At the time that he signed the bill in 1958, he said that, in both education and research, we needed to redouble our exertions, which will be necessary on the part of all Americans if we are to rise to the demands of our times.
He also noted that this bill, the National Defense Education Act, back in 1958, would ``do much to strengthen our American system of education so it can meet the broad and increasing demands imposed upon it by considerations of basic national security.''
Fast forward 57 years, we now have a national STEM education coalition made up of employers like Microsoft, the National Association of Manufacturers, and the American Farm Bureau, who have come together with a core set of principles on how we can today, in 2015, boost teachers with these hard science degrees in our elementary and high schools, how we can drill down and encourage, again, underrepresented groups such as young girls and minorities to get involved and engaged in education.
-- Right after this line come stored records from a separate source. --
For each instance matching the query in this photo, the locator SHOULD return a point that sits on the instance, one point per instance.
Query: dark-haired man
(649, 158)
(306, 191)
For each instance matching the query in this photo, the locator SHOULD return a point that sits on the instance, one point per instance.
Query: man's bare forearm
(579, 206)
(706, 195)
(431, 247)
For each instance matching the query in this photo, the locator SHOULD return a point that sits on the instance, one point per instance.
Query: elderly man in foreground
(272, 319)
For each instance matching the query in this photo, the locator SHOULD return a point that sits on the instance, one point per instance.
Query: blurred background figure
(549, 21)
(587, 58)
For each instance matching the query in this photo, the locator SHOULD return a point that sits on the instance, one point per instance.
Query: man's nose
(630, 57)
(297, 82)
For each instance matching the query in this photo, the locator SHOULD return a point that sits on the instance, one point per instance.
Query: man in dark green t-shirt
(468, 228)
We came forward on the Education and the Workforce Committee with an amendment supported by the STEM coalition, and it was rejected on a party-line vote by the Republican majority, who said that the national government had no business being involved in local and State education policy. That is totally unacceptable in terms of the challenges that our Nation faces today.
Unfortunately, the Rules Committee rejected our amendment from even being voted on today as part of the update of the No Child Left Behind bill.
Again, it is the ultimate measuring stick of the failure of this bill to address the needs our Nation faces in terms of K-12 education policy. We should follow the example of this gentleman. He understood that at times, we have to rise up as a full nation.
We can't rely on one local wealthy school district to invest in science and technology and engineering and math and leave behind other populations in this country because, as a nation, we need to come together to address and succeed and face this challenge. It will bring good things in terms of higher income and more growth for our country if we embrace these types of policies.
The good news is that the Republican chairman of the Senate Education Committee did embrace the STEM education coalition provisions, and they have put it in their bill.
Today, unfortunately, we are going to go do this exercise, this theater of passing a bill which woefully fails the test in terms of what our Nation faces today, but hopefully, later in the process, a conference committee will come together, and we will follow the example of Dwight Eisenhower and our bipartisan coalition of the 1950s to allow this Nation to have the tools to succeed.
We need to pass strong STEM education policy for our young children.